# Tuneup?



## obermd (Mar 3, 2012)

Take a look in the 2014 Owner's manual for what needs to be done. Use the "severe service" schedule. As for 50K I don't think there's a lot to do but please take a look at the manual.

Even if you have an earlier model year use the 2014 manual for service. The earlier model year manuals left a lot of services out.


----------



## spacedout (Dec 7, 2010)

What year is your cruze? if you look in the back of your owners manual it lists a service interval for most parts. However GM has been constantly updating this every model year so the maintenance scheduled listed for the 2014 cars has more listed and lower mileage on a few items. 

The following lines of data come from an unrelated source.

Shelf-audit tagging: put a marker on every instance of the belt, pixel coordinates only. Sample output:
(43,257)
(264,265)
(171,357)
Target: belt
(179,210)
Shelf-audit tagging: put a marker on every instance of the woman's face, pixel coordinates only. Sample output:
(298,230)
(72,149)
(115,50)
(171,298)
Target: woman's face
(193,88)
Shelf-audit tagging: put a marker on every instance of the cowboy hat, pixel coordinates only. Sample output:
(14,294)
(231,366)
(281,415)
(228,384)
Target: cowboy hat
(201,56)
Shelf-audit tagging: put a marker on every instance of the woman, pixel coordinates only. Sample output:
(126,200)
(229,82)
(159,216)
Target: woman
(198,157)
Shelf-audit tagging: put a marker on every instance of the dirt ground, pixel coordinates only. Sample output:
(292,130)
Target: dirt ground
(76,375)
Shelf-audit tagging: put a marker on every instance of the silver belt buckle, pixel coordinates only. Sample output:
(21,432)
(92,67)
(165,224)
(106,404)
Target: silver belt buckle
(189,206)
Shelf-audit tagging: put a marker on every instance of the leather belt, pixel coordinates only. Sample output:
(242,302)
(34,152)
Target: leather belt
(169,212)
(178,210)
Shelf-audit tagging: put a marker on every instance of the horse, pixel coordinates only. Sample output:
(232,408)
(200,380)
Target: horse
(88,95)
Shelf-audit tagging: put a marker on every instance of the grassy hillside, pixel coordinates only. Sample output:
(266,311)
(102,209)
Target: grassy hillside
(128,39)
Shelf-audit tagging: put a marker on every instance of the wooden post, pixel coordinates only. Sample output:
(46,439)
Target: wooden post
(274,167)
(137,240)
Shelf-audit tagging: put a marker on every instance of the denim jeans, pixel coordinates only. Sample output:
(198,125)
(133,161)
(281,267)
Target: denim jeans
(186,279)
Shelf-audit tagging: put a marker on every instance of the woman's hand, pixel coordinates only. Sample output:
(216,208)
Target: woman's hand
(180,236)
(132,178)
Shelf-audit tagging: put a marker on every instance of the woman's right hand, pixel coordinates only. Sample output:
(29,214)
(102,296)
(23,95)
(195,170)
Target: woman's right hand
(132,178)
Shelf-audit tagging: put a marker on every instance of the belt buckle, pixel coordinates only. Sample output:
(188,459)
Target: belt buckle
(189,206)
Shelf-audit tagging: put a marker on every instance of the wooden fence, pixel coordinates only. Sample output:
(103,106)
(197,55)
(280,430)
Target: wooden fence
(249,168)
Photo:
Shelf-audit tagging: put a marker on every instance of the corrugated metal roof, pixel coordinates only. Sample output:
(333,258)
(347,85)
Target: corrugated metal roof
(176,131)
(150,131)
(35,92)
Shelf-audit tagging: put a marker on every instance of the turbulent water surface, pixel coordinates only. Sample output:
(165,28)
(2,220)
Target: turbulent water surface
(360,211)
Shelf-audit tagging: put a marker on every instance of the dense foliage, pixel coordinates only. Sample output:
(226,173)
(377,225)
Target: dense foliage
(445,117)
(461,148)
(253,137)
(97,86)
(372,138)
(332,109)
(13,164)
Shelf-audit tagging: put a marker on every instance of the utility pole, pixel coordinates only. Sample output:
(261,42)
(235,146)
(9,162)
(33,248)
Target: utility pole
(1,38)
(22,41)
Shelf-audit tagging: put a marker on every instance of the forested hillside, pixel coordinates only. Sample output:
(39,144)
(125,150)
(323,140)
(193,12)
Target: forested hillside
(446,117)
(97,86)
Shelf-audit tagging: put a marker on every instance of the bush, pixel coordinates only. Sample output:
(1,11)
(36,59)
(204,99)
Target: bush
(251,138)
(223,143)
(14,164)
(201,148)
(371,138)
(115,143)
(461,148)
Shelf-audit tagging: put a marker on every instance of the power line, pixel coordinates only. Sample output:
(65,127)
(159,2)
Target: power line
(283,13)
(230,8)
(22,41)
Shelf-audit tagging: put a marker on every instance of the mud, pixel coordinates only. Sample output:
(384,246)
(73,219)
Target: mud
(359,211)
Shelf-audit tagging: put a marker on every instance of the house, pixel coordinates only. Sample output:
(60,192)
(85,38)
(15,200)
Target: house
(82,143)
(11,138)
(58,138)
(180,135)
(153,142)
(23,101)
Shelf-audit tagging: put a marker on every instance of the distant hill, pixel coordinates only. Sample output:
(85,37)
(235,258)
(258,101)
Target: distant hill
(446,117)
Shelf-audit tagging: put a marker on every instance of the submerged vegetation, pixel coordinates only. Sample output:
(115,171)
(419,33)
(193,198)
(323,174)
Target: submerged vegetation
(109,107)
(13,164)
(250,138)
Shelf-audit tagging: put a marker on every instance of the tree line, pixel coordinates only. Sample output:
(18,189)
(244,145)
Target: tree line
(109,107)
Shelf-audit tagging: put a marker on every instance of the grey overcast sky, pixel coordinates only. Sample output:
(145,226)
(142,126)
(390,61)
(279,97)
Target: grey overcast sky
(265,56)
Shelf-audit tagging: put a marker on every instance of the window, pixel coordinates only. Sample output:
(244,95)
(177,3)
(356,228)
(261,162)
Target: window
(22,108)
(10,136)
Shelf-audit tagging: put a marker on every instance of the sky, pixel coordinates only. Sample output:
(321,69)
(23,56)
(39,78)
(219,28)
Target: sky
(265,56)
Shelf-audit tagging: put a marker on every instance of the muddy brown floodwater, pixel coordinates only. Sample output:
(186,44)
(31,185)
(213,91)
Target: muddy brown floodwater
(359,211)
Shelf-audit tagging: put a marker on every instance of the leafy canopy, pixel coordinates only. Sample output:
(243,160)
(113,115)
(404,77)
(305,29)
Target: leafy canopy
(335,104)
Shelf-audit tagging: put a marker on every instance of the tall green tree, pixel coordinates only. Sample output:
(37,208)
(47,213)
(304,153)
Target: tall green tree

You should have already changed your air filter at 45K, cabin filter every 22K and spark plugs every 60K. I'm at 54K now on my 2012 cruze and planning on doing my spark plugs next spring. I change my cabin air filter every fall after the leaves drop, and since its so cheap from rockauto.com I change my air filter every fall as well.


----------



## PonchoIndian (Oct 15, 2013)

Geez I just past 80K miles and haven't done my spark plugs yet. Car runs great and always gets over 40mpg.


----------



## Rich+Cruze! (Apr 8, 2014)

OH NOES I AM 10K MILES BEYOND THE REPLACE PASSENGER AIR FILTER!!!!!! I AM GOING TO DIEEEEEEEEEE.

That service schedule really looks hands off. Barring the check fluids/tyres you only deal with filters until 60k, even which is just an inspection of the plugs.

I do find it interesting that the 1.4L needs plug inspection much sooner than the 1.8L (60k mi vs 97k mi). This seems to be inline with this forum's frequent discussions of the spark plugs.


----------



## Eddy Cruze (Jan 10, 2014)

I used to do the Points, Plugs, & Condenser along with the Rotor & Rotor Cap every year!


----------